City of Walla Walla Paints over Octopus Sign
After two and a half years of controversy and legal battles, the City of Walla Walla paints over the giant mural of an octopus above a downtown toy store this morning.
Most Walla Walla residents we spoke with today say they are sad to see the octopus mural go.
Many say the painting brightened up the downtown area.
But Walla Walla city officials have said for the past two and a half years that the painting violates the city's sign code, and today, it was time to take it down.
For more than 900 days, a giant painting of a purple octopus has stood tall above the Inland Octopus Toy Store in downtown Walla Walla.
But today, it's gone.
"I think it's kind of a shame. I don't really see how it was really a problem" said Jeffrey Ratliff, Walla Walla resident.
This morning around 6 AM, the city brought in two painters to cover up the 650 square foot mural - it took about 30 minutes.
According to the city's sign code, the painting was too large to stay up.
The toy store's owner Bob Catsiff, tried to fight the city's sign code, but lost, and last month, the U.S. Supreme Court announced it would not hear the case.
The city then gave Catsiff a 30 day window to take the sign down, but he never did.
Yesterday, was day 30.
"It just simply didn't conform. It was never permitted, and it was just out of compliance. So at that point, you either throw out the sign code that this community invested quite a bit in developing originally, or you force it to come into compliance" said Nabiel Shawa, Walla Walla city manager.
A few Walla Walla residents agree with the city, but most say they're disappointed the painting is gone.
"It's a shame" said Bob Merten, Walla Walla resident.
"It's sad. We moved here about two years ago and that was like our first iconic moment was coming downtown and seeing that octopus" said Erica Kypreos, Walla Walla resident.
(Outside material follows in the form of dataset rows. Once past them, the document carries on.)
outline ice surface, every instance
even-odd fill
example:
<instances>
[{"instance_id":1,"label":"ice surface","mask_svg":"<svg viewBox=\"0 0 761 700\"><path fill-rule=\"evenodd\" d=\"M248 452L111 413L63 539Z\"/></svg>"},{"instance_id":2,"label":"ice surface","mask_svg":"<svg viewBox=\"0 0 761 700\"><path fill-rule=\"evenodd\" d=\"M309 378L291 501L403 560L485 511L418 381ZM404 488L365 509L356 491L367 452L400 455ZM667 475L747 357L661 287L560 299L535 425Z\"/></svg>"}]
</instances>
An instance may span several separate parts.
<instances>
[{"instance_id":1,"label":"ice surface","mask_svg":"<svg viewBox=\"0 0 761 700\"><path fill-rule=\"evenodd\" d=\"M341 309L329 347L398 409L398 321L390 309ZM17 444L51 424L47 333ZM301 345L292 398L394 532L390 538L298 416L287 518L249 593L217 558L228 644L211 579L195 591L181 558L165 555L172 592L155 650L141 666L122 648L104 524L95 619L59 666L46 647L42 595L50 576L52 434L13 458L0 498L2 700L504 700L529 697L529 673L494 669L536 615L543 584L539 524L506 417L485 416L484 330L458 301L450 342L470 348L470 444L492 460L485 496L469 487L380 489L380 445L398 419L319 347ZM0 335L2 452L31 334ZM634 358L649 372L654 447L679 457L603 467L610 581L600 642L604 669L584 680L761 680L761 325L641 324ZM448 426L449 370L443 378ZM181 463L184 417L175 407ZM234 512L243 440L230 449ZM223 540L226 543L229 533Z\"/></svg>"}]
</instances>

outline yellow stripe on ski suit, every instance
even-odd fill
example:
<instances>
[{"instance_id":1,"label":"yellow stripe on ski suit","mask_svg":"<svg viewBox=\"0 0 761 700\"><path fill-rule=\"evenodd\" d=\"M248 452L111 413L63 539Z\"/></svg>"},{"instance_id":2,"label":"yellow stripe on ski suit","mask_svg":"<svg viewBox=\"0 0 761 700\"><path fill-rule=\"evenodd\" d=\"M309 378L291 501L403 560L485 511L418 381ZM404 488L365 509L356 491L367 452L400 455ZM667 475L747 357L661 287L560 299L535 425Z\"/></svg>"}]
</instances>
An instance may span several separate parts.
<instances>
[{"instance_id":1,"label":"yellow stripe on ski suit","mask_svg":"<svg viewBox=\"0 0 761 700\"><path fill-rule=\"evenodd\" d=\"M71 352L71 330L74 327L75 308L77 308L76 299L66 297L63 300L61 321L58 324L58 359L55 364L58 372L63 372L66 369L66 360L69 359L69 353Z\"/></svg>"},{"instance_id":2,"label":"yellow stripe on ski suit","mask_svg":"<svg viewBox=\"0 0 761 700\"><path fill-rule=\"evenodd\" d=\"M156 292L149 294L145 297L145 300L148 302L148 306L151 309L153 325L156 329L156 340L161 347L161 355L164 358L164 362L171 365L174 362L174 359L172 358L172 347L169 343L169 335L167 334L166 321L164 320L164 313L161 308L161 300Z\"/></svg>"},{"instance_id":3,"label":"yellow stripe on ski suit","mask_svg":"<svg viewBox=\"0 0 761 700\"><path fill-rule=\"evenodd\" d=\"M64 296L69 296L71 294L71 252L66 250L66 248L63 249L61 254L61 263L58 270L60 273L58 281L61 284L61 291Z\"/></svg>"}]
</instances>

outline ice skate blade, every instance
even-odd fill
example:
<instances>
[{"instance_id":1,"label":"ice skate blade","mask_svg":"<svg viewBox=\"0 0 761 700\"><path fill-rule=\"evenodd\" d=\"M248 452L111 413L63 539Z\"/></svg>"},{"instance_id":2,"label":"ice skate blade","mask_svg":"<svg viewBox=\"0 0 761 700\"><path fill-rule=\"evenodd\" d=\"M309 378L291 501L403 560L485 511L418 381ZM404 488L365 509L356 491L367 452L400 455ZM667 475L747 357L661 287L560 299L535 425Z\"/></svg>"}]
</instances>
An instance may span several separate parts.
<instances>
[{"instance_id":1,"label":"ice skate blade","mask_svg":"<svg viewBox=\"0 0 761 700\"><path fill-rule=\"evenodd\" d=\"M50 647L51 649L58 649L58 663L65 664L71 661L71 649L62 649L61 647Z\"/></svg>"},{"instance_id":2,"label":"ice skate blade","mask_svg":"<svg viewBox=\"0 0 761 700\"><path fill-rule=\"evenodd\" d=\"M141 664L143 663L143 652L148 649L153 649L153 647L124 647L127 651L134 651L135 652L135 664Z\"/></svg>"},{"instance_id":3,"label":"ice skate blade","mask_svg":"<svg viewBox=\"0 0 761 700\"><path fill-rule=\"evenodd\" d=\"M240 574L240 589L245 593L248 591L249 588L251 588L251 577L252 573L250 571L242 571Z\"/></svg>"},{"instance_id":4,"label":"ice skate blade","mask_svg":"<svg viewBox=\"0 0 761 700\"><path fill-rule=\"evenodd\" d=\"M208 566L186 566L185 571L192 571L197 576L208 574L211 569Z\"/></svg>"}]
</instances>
"It's a little bit obnoxious. It stands out in the wrong way, and it just kind of ruins the atmosphere of our town, I really think so" said Dale Peterson, Walla Walla resident.
We spoke with Catsiff over the phone today.
He tells us when he arrived at the store early this morning, he was not very surprised the mural was painted over.
He says even though this was a worst-case scenario, he knew this was a possibility, and he has been preparing for it.
Catsiff believes the city is singling him out through selective enforcement.
He says there are other signs and murals throughout the city, like a large Banner Bank sign and a mural at Heritage Park, that violate the sign code.
But city officials say those signs and murals have special permits and were approved by the city.
"We don't agree with it. Does that mean that there's perfect conformance with the sign code throughout every corner of this city? No, there probably isn't. But as the signs are brought to our attention, we address them" said Shawa.
Walla Walla residents say even though the building is a little less colorful, they still plan to shop at the Inland Octopus.
"It'll motivate us to come to the store more often. We've supported them in the two years that we've been around, and we will continue to support the store" said Connie Schultz, who liked the painting.
The city has been fining Catsiff $100 a day each day the painting stayed up and violated the city's sign code.
Catsiff has racked up a bill around $90,000.
Catsiff's attorney sent a letter to the city a few weeks ago regarding selective enforcement.
He says he is still waiting for a reply.